Cadastre de 1867. Le cimetière entoure complètement l’église. Source AD17

La superficie du cimetière est de 2.950 m². Une allée circulaire de 2 mètres de largeur court entre l’église et les murs extérieurs. Environ 200 monuments sont comptabilisés vers 1880. Des grands arbres apportent de l’ombre aux trépassés. Quelques maisons sont adossées au cimetière.

Sur cette photo prise vers 1900, on voit encore le mur du cimetière.
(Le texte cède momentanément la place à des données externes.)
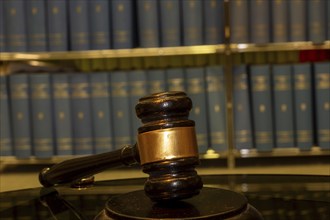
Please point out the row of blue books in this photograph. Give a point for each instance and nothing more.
(62, 25)
(45, 114)
(280, 106)
(275, 106)
(266, 21)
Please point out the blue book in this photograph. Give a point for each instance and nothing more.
(239, 21)
(62, 114)
(170, 23)
(214, 19)
(262, 107)
(192, 22)
(137, 80)
(57, 25)
(280, 21)
(36, 25)
(79, 25)
(2, 28)
(101, 112)
(6, 148)
(195, 80)
(322, 95)
(283, 106)
(81, 114)
(259, 21)
(41, 112)
(216, 105)
(242, 109)
(303, 105)
(175, 79)
(99, 24)
(122, 24)
(156, 81)
(317, 20)
(15, 27)
(20, 115)
(148, 24)
(328, 19)
(121, 113)
(297, 20)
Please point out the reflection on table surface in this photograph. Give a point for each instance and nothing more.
(275, 196)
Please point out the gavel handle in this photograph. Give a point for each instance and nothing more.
(78, 168)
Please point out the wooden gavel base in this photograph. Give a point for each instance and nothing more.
(211, 203)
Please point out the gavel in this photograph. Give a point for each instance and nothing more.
(166, 148)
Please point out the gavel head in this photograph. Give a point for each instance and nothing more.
(168, 147)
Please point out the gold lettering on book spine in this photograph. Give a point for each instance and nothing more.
(260, 84)
(323, 81)
(282, 83)
(61, 90)
(195, 86)
(19, 91)
(119, 89)
(100, 89)
(79, 90)
(138, 88)
(301, 82)
(40, 91)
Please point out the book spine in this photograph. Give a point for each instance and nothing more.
(156, 81)
(137, 80)
(328, 19)
(316, 20)
(101, 111)
(99, 24)
(79, 25)
(192, 20)
(259, 30)
(121, 114)
(20, 115)
(41, 110)
(15, 27)
(122, 24)
(57, 20)
(148, 23)
(216, 105)
(297, 20)
(262, 107)
(283, 106)
(170, 21)
(213, 21)
(62, 114)
(195, 79)
(36, 25)
(175, 79)
(242, 109)
(81, 114)
(280, 21)
(322, 87)
(6, 148)
(303, 105)
(239, 26)
(2, 28)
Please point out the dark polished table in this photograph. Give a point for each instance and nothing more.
(275, 196)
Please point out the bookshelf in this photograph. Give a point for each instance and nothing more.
(224, 54)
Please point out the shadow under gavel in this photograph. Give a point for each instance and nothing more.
(166, 148)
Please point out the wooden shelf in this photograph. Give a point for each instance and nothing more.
(287, 46)
(120, 53)
(281, 152)
(164, 51)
Source internet

Son déplacement devient nécessaire

Dès les années 1860, le problème du transfert en dehors du bourg est posé. La législation en cours interdit les inhumations dans et autour des lieux de culte. En août 1867, un conseiller municipal renouvelle le vœu d’un nouveau cimetière : s’il était plus grand, de nouvelles concessions permettraient de rentabiliser l’opération et, pourquoi pas, d’apporter du profit au budget communal. Les charges rendent plausible cet achat mais le conseil reporte ce dossier à un moment plus opportun.

En juillet 1871, la question devient primordiale. Les inhumations ne seront bientôt plus possibles autour de l’église. La salubrité est un vrai problème. Le maire mandate le conseiller François Personnat pour trouver un éventuel propriétaire qui veuille bien céder un terrain.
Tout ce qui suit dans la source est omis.